Agents And Policy Profiles

An agent is one learner in a PettingZoo-style parallel environment. A policy profile is the collection of one policy per agent. Training produces a policy profile; verification asks how that profile behaves when evaluated jointly or when one agent deviates.

The project usually names agents as player_0, player_1, and so on. Environments are expected to expose one temporal specification for every agent in env.possible_agents.

Finite-Trace Temporal Goals

The repository uses LTLf-style formulas over finite episodes. Common operators include:

  • F p: eventually proposition p becomes true.
  • G p: proposition p is always true.
  • X p: proposition p is true at the next step.
  • !, &, and |: not, and, or.

Examples:

F player_0_resource_claimed
G !guard_intruder_collision
F (both_stag & X (both_stag & G !unmirrored))
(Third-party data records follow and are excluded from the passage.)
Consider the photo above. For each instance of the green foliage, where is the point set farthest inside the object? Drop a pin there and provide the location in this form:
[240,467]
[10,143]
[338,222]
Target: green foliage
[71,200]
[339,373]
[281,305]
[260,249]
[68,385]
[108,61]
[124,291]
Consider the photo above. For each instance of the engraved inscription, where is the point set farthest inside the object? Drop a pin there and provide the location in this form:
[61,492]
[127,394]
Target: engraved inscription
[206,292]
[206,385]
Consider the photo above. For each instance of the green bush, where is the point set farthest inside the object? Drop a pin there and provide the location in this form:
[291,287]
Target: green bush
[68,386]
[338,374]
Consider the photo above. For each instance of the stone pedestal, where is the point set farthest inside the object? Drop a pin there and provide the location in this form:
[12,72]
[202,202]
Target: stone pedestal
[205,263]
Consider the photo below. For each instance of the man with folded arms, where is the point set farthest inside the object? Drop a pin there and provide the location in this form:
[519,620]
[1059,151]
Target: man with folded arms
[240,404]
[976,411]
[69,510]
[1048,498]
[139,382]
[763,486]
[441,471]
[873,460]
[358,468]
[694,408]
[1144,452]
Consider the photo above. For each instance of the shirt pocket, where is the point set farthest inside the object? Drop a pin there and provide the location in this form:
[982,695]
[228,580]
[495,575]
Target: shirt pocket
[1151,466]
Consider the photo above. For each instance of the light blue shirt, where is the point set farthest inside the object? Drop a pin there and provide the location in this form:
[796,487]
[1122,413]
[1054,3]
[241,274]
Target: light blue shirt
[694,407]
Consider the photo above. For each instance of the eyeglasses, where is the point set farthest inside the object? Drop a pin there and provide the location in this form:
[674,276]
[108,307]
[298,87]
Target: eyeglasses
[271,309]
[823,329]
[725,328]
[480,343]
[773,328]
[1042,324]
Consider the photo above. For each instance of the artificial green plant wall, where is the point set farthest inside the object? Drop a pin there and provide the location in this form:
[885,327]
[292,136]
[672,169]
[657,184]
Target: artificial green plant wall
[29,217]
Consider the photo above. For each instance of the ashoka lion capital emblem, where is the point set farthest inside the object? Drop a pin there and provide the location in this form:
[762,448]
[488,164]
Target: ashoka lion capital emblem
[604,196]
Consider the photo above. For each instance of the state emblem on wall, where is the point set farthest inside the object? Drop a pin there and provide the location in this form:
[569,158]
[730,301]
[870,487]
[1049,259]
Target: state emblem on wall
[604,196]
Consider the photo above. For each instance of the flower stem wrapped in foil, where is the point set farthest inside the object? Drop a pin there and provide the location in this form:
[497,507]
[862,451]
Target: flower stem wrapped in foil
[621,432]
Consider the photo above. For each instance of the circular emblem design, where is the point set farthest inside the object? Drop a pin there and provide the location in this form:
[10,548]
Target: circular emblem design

Each formula is parsed by flloat and converted into a deterministic automaton. The automaton state tracks how much of the temporal goal has been satisfied or failed so far.

Temporal Atoms

Atoms are Boolean propositions produced by environment label mixins. They should describe domain events, not verifier results.

Good atoms are concrete:

  • player_i_apple_collected
  • player_i_resource_claimed
  • guard_intruder_collision
  • both_stag

Avoid using atoms such as nash, equilibrium, or alpharank. Those are properties of a learned policy profile and are checked after training.

Reward Monitors

BoolRewardWrapper attaches one Boolean monitor per agent. On each environment step:

  1. The wrapped environment returns observations, native rewards, done flags, and infos.
  2. The environment label mixin computes the current atom valuation.
  3. Each agent's monitor advances through its automaton.
  4. At the end of an episode, the wrapper gives objective reward 1.0 if the agent's monitor is accepting and 0.0 otherwise.

The default reward mode is objective, which means the learner trains directly on the terminal satisfaction bit. Some experiments also expose handcrafted baselines that train on shaped or native rewards while still tracking objective satisfaction.

See the Monitor API for the wrapper, monitor, and counterfactual replay reference.

Temporally Extended Observations

Many temporal goals are non-Markovian in the raw environment state. By default, the reward wrapper appends the monitor-state id to each agent's observation. This exposes temporal progress to the learner and is required by counterfactual replay.

The temporal wrapper currently assumes flat-compatible gymnasium.spaces.Box values. Visual gridworld experiments therefore request rgb_array and convert native RGB dictionaries into pooled, normalized tensors before the LTLf wrapper appends monitor state. Direct render_mode=None environments instead expose low-memory structured observations.

Satisfaction

Satisfaction is the event that a finite episode ends in an accepting monitor state for an agent's formula. Training curves usually plot rolling or exponentially weighted averages of these terminal satisfaction bits.

Final satisfaction evaluation estimates this probability with fresh rollouts and reports Hoeffding confidence intervals.

Equilibrium

Equilibrium is not encoded in the temporal formula. In this repo, equilibrium is estimated after training by freezing a learned policy profile and asking whether a unilateral best response can improve an agent's objective satisfaction probability.

This is intentionally model-free: the verifier uses rollouts and learned deviation policies rather than an explicit transition model.